“IT is hard to grow up and live in my constituency without developing personal connections with what is known locally simply as the tax office.”
Those words, spoken by then Labour MP Gregg McClymont in 2014, reveal the scale of the toll the closure of HMRC Cumbernauld would take on the Scottish town.
Officially designated as a “new town” in 1955 to help deal with overspill from Scotland’s largest population centres, Cumbernauld’s HMRC office opened in 1978 in an effort to bring jobs to the area.
But now, despite rhetoric of levelling up and decentralisation, the Tory government are reversing that policy.
READ MORE: HMRC Cumbernauld closure: Scotland wasn't levelled up, it was let down
“HMRC is now concentrating jobs in city centres,” Adam Smith, an SNP council candidate for Cumbernauld East, PCS trade union man and HMRC employee told The National.
“Glasgow, Edinburgh, Newcastle, Liverpool, Belfast, Cardiff, Birmingham, it’s all the big cities.
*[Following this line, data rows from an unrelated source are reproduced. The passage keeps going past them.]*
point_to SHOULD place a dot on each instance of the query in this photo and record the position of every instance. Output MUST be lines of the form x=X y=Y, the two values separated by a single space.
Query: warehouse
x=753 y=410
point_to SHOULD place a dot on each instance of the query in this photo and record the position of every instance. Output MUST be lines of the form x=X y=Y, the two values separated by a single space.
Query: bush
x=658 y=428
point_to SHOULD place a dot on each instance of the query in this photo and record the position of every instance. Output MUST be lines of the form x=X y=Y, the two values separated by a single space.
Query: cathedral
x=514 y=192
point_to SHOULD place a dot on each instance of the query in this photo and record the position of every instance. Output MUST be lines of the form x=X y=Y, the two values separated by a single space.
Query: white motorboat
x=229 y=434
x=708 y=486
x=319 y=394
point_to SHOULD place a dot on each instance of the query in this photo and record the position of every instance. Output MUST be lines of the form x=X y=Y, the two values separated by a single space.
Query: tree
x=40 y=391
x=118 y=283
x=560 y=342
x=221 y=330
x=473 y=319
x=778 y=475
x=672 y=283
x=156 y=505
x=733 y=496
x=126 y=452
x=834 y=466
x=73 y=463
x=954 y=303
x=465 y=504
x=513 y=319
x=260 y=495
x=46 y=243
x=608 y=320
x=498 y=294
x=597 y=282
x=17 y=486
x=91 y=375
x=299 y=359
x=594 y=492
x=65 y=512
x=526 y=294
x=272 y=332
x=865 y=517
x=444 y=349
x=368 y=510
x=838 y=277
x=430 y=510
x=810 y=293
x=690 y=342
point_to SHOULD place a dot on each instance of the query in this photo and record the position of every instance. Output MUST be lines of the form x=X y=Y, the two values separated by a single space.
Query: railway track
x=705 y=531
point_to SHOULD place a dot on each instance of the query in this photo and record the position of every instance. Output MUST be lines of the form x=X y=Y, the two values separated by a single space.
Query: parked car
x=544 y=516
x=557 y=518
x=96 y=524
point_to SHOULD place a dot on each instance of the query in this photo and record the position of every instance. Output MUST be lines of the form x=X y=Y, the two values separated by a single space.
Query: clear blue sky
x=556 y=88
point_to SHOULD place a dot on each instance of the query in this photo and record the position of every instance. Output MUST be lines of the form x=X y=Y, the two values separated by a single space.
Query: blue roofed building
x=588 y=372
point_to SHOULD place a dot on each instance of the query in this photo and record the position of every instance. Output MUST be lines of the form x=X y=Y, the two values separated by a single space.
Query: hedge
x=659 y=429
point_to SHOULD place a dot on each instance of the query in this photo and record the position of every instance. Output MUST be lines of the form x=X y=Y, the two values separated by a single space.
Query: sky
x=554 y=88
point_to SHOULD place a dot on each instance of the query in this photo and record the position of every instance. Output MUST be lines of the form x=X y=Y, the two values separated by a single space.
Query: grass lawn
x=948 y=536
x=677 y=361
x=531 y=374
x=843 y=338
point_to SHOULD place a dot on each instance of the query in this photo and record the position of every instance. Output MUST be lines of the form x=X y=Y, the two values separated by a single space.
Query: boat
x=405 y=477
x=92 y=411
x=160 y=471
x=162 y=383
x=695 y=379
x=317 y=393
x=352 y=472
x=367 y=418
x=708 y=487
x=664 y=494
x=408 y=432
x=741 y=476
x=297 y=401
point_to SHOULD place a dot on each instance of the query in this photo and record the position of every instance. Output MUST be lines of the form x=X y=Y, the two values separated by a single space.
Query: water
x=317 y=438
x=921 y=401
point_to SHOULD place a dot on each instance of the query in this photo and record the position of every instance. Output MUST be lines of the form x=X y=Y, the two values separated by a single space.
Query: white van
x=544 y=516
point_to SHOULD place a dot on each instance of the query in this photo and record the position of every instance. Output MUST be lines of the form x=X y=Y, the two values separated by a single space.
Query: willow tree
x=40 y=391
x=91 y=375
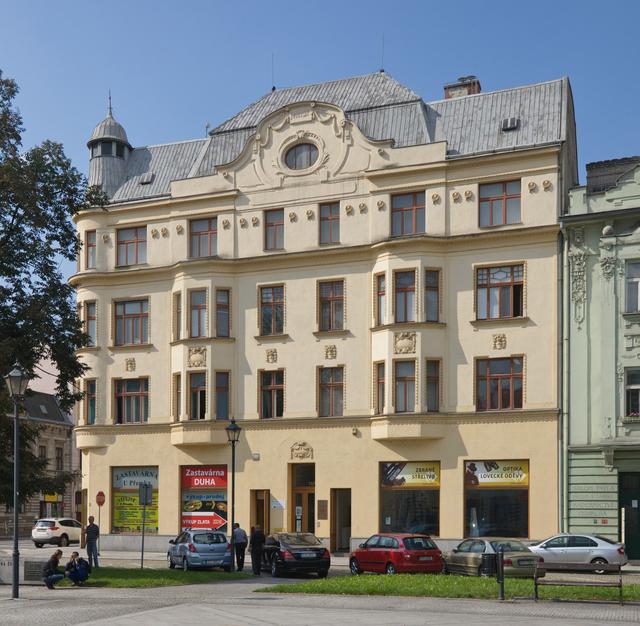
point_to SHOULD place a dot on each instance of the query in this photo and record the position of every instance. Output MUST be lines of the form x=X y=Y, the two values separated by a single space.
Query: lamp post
x=17 y=382
x=233 y=435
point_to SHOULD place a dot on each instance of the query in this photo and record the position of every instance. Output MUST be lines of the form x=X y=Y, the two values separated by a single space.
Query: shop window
x=500 y=204
x=272 y=310
x=331 y=305
x=407 y=214
x=498 y=384
x=410 y=497
x=499 y=292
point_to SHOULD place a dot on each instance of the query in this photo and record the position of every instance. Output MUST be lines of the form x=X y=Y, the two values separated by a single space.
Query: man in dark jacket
x=256 y=546
x=50 y=573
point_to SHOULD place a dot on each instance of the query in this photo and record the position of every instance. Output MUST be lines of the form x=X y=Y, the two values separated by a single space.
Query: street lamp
x=233 y=435
x=17 y=382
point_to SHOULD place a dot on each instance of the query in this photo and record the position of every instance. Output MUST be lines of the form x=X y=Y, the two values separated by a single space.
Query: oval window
x=302 y=156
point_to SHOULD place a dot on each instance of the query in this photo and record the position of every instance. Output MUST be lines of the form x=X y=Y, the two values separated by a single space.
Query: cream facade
x=414 y=446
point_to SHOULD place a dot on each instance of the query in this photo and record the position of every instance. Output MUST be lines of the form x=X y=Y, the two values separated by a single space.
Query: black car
x=289 y=553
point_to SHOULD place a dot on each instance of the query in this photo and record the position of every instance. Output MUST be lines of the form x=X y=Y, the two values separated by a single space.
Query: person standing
x=50 y=573
x=239 y=545
x=92 y=533
x=257 y=544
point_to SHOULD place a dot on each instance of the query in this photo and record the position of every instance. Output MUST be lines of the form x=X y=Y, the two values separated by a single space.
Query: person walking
x=92 y=533
x=50 y=573
x=239 y=545
x=256 y=546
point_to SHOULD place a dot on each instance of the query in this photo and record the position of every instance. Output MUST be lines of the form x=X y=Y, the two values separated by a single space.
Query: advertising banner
x=490 y=474
x=425 y=474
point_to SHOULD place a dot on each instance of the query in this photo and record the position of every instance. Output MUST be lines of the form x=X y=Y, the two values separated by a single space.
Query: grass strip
x=438 y=586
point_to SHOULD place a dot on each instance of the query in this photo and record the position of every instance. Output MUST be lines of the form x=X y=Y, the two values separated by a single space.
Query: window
x=132 y=246
x=379 y=388
x=498 y=384
x=90 y=401
x=301 y=157
x=433 y=385
x=407 y=214
x=331 y=391
x=405 y=296
x=500 y=203
x=633 y=293
x=272 y=310
x=222 y=395
x=499 y=292
x=198 y=313
x=203 y=238
x=330 y=223
x=222 y=312
x=274 y=229
x=132 y=401
x=381 y=299
x=90 y=320
x=432 y=296
x=198 y=395
x=271 y=394
x=132 y=322
x=632 y=392
x=332 y=305
x=405 y=386
x=90 y=249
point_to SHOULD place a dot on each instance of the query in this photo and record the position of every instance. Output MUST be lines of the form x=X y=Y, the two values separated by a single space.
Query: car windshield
x=418 y=543
x=509 y=546
x=298 y=539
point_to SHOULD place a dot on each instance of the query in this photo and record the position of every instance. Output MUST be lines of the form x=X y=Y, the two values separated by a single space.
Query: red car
x=391 y=553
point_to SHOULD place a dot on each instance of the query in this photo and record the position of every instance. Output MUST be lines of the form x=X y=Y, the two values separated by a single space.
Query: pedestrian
x=92 y=533
x=50 y=573
x=77 y=569
x=239 y=538
x=257 y=544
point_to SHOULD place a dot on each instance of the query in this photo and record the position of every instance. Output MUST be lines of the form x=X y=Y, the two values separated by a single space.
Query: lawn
x=438 y=586
x=120 y=577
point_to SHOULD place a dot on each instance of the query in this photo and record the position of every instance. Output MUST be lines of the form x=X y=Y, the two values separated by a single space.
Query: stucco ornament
x=197 y=356
x=404 y=343
x=301 y=450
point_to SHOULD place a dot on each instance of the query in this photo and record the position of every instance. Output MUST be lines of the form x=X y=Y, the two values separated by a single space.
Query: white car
x=60 y=531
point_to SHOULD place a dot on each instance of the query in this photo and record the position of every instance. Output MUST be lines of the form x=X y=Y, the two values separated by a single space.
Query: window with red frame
x=500 y=204
x=498 y=384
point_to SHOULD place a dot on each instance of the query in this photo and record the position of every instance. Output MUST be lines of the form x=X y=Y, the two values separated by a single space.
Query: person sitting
x=77 y=569
x=50 y=573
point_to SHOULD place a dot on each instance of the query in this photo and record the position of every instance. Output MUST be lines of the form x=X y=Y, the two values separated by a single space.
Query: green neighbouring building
x=601 y=374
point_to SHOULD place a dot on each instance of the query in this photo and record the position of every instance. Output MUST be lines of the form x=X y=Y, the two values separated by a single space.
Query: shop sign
x=410 y=474
x=490 y=474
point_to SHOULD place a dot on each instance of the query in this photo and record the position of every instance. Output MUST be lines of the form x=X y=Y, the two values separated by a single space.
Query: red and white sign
x=204 y=476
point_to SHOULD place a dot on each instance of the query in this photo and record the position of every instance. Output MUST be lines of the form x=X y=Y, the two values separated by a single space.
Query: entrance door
x=303 y=497
x=340 y=520
x=630 y=502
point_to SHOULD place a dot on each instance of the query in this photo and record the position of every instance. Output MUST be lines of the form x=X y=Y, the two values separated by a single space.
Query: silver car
x=570 y=548
x=199 y=548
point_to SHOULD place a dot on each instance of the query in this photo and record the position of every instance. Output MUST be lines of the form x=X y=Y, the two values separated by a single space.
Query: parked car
x=199 y=548
x=288 y=553
x=466 y=557
x=571 y=548
x=60 y=531
x=391 y=553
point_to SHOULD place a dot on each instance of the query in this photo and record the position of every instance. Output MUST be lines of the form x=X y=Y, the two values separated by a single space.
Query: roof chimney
x=465 y=86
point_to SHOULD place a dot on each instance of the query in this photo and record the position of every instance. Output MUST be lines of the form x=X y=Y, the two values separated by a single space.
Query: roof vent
x=510 y=123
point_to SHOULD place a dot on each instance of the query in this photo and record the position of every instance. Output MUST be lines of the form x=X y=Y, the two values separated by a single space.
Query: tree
x=40 y=192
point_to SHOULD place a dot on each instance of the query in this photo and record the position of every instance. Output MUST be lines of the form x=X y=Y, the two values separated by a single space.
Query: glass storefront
x=410 y=497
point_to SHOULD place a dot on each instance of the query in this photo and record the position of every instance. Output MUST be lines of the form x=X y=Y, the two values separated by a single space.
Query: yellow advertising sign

It’s the complete opposite of this levelling-up agenda that the Tories are trying to promote,” he said.
John Miller, the PCS branch chair and Smith’s colleague at the tax office, added: “They’re taking employment out of the areas that need it most.”
With around 1400 jobs at the HMRC site in a town of 23,000 households, it is little wonder that everyone we spoke to said the same thing: there’s no-one in Cumbernauld who doesn’t know someone who works there.
In fact, some families have seen three generations all working on the site on St Mungo’s Road, which now looks set to be demolished and replaced with 160 houses.
But the loss of jobs from the town will have a wider-reaching impact, with knock-on effects hitting local businesses and taking much-needed foot traffic away from an already suffering high street.
READ MORE: Do Unionists still think we are Better Together as HMRC Cumbernauld closes?
An economic impact survey conducted in 2019 was responded to by around 55% of all workers at the HMRC office and found some sobering statistics.
It estimated that more than £222,000 a year which those 55% of staff alone said they spent on lunches in the town centre’s cafes, sandwich shops and chippies would evaporate, along with more than £700,000 spent in the area’s supermarkets.
Furthermore, a massive 81.7% of respondents said they planned to relocate to Glasgow after the Cumbernauld site shut, as the new HMRC office will be in the centre of Scotland’s largest city.
With jobs and people leaving the town, who is going to buy and live in the 160 new houses planned to be built once the HMRC office has been demolished?
“That’s the question we’ve been asking,” Miller says.